Yeni Üyelik
32.
Bölüm

32. Bölüm

@yazarzeeyzey

YENİ KİTABIM "BİR AKIM MESELESİ" YAYINDAA, HEPİNİZİ BEKLİYORUM ☁️

Aynı zamanda Profilimdeki "Gastronot frambuaz" kitabıma da bekleniyorsunuuuz 🌼

Beni takip etmeyi, oy vermeyi ve yorum yapmayı unutmayııııın ❤️
🌼🌼🌼

Kulağıma hafif hafif esinti sesleri gelirken burnuma eşsiz bir koku çalınıyordu. Bedenim bu esintiden nasibini alırken çıplak bedenim çarşafın üzerinde adeta süz-ÇIPLAK MI?

Hızla yattığım yerden doğruldum.
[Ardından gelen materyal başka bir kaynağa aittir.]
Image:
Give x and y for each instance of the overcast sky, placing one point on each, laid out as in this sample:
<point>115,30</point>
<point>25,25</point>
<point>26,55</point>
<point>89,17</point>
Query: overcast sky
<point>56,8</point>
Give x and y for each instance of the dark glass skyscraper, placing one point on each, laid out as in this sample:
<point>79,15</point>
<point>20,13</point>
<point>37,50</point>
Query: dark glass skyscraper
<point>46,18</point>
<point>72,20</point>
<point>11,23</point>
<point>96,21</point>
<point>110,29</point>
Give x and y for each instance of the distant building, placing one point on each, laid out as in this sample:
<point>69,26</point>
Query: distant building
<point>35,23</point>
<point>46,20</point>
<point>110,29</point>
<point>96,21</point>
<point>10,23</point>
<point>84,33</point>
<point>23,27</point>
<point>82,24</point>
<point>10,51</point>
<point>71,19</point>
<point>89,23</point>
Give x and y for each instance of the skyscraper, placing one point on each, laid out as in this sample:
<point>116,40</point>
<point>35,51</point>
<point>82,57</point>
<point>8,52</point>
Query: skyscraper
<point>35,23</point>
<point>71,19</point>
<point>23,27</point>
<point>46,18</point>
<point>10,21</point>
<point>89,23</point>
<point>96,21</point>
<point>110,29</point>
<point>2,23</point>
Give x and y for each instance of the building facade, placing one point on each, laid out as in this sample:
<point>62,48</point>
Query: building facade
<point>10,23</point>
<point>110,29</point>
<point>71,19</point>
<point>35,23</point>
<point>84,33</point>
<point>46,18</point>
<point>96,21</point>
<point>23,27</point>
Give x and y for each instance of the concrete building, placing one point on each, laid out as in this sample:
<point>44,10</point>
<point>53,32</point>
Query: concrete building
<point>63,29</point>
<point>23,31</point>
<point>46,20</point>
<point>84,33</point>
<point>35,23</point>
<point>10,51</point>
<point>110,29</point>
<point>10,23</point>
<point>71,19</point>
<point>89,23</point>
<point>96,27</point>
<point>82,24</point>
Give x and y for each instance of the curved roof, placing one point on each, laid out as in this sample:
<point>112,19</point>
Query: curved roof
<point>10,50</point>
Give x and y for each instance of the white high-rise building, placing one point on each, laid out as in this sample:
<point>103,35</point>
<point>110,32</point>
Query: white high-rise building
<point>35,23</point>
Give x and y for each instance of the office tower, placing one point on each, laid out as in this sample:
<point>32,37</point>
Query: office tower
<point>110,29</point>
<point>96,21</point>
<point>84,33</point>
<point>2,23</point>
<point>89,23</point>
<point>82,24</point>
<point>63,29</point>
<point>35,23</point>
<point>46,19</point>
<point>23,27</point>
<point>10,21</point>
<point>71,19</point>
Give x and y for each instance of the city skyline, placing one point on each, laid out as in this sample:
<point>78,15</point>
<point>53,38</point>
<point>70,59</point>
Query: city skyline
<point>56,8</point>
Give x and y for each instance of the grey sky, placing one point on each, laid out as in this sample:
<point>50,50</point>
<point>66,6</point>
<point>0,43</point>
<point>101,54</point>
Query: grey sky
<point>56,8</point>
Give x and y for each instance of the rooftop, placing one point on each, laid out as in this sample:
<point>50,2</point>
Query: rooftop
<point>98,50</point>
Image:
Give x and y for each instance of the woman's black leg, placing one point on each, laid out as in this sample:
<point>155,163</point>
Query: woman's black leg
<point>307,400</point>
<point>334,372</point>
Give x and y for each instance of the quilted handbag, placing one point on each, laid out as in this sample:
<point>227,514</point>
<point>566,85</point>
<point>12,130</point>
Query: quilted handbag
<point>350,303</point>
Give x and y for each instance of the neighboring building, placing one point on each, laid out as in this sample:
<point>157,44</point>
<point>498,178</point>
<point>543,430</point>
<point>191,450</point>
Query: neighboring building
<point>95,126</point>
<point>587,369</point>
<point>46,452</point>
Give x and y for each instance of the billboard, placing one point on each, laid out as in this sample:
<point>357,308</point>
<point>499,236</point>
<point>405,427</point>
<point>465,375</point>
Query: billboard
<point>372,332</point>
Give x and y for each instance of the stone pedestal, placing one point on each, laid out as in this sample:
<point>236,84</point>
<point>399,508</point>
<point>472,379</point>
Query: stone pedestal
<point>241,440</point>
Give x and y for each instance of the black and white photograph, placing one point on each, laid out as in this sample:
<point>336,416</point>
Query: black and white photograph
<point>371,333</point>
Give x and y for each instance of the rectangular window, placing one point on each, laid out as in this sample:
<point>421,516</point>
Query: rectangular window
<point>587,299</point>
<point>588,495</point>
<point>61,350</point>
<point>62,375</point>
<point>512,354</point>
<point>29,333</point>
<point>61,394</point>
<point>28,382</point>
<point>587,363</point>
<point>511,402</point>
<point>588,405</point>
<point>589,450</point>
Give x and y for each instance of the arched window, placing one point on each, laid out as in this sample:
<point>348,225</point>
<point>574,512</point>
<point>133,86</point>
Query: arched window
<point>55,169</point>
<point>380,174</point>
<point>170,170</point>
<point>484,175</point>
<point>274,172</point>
Gözlerim kapalı çarşafı kaldırırken tanıdık sesin kahkahası duyulmaya başladı.

"Kanka hayırdır? Tek başına yattığın bir yataktan tam olarak ne bekliyorsun?"

Gözlerimi araladığımda kısa şortumun kıvrıldığı için bacaklarımı açıkta bıraktığını gördüğümden rahat bir nefes aldım. Bir an gerçekten o rüyadan sonra her şey oldu bitti sanmıştım.

"Sana da günaydın canım ya, nereye sabah sabah?"

Şapkasını takıp bana döndü.

"Müstakbel kocamla bisiklet sürmeye gideceğiz, dönüşte de hep beraber kahvaltıya. Sende kalk hazırlan, eniştem sabahtan beri seni sayıklıyor, rüyasında gördü herhalde."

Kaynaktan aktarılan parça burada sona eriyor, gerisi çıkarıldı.